Bei Verdacht auf Gefährdung des Kindeswohls ist es wichtig, dass Ärzt:innen miteinander in den Austausch treten und sich verständigen. Seit vergangenem Jahr ist ein solcher interkollegialer Austausch in Hamburg rechtssicher möglich, ohne die ärztliche Schweigepflicht zu verletzen. Diese veränderte Rechtslage ist aber noch nicht allen Ärzt:innen bekannt. In einem gemeinsamen Antrag setzen sich die Regierungsfraktionen von SPD und Grünen daher dafür ein, stärker über die veränderten Möglichkeiten im Kinderschutzfall zu informieren und entsprechende Fortbildungen auf den Weg zu bringen (siehe Anlage). Über den rot-grünen Antrag stimmt die Hamburgische Bürgerschaft in ihrer kommenden Sitzung am 24. April ab.

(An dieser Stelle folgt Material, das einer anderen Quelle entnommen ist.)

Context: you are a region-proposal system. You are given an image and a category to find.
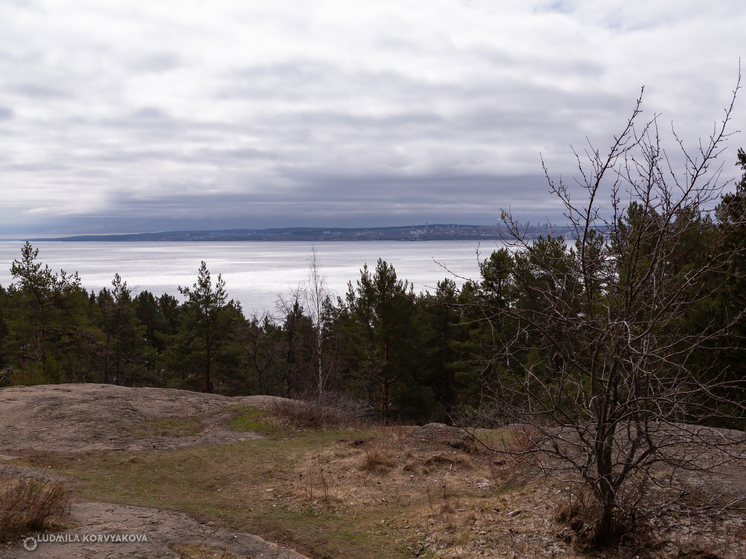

Dazu Vanessa Mohnke, Expertin für Kinderschutz der SPD-Fraktion Hamburg: „Im Sinne des Kinderschutzes ist es wichtig, alle bestehenden Möglichkeiten zum Wohl des Kindes zu nutzen. Im Gesundheitswesen ist hier eine Neuregelung von Bedeutung. Seit 2023 können sich Hamburger Ärzt:innen in Fällen möglicher Kindeswohlgefährdung mit Fachkolleg:innen austauschen, ohne die ärztliche Schweigepflicht zu verletzen. Diese Neuregelung schafft Rechtssicherheit für Ärzt:innen, auch wenn Eltern nicht zur Kooperation bereit sind. Der interkollegiale Austausch ist eine Möglichkeit für Ärzt:innen sich in Kinderschutzfällen fachlich auszutauschen sowie Anhaltspunkte für eine vorliegende Gefährdung des Kindes zusammenzutragen, bevor eine Meldung zur Kindeswohlgefährdung beim zuständigen Jugendamt erfolgt. Allerdings: Nicht jeder Praxis ist diese neue Rechtslage schon bekannt. Mit unserem Antrag möchten wir darauf hinwirken, dass die neue Möglichkeit zum interkollegialen Austausch durch entsprechende Fortbildungs- und Informationsangebote bekannter wird. Wir wollen erreichen, dass Ärzt:innen und das Jugendamt noch besser kooperieren. Wir setzen uns daher dafür ein, dass im Sinne betroffener Kinder die Zusammenarbeit zwischen Ärzt:innen und Jugendämtern überprüft und wenn nötig weiterentwickelt wird“

Dazu Britta Herrmann, kinder-, jugend- und familienpolitische Sprecherin der Grünen Fraktion Hamburg: „Ärzt*innen spielen eine wichtige Rolle für einen starken Kinderschutz. Sie sind dazu in der Lage, Gefährdungen zu erkennen. Der Austausch mit Kolleg*innen ist wichtig, um sich ein klares Bild über mögliche Gefahren für das Kind zu verschaffen. Durch die Einführung einer landesrechtlichen Regelung zum interkollegialen Austausch im Kinderschutzfall wurde bereits Rechts- und Handlungssicherheit für Ärzt*innen geschaffen. Nun ist es wichtig, dass diese Änderung auch umfassend ankommt. Wir müssen die Ärzt*innenschaft über die neuen rechtlichen Möglichkeiten im Kinderschutz informieren und sicherstellen, dass sie über das notwendige Wissen und die Ressourcen verfügen, um Gefährdungen rechtzeitig entgegenzuwirken. Mit unserem Antrag setzen wir uns für breitere Informationen und eine Ausweitung der Fortbildungsangebote für Ärzt*innen ein. Eine darüberhinausgehende Informationskampagne wäre ein weiterer wichtiger Schritt. Es geht uns um jedes einzelne Kind, das durch ein gutes Netzwerk von mehreren Akteur*innen vor weiterer Gewalt geschützt werden kann.“

Hintergrund

Seit einer Änderung im Gesetz zur Kooperation und Information im Kinderschutz 2021 (§ 4 Absatz 6) ist eine landesrechtliche Regelung des interkollegialen Austausches zwischen Ärzt:innen im Kinderschutzfall möglich. Hamburg hat davon im März 2023 Gebrauch gemacht und § 28 des Hamburgischen Kammergesetzes für die Heilberufe (HmbKGH) geändert. Seitdem können sich Ärzt:innen im Verdachtsfall einer Kindeswohlgefährdung untereinander austauschen, ohne dabei die ärztliche Schweigepflicht zu verletzen. Dies schafft Rechts- und Handlungssicherheit, insbesondere auch in Fällen, in denen Eltern nicht zur Kooperation bereit sind. Zugleich gilt weiterhin, dass Ärzt:innen die Erforderlichkeit eines Austauschs im Einzelfall abzuwägen haben.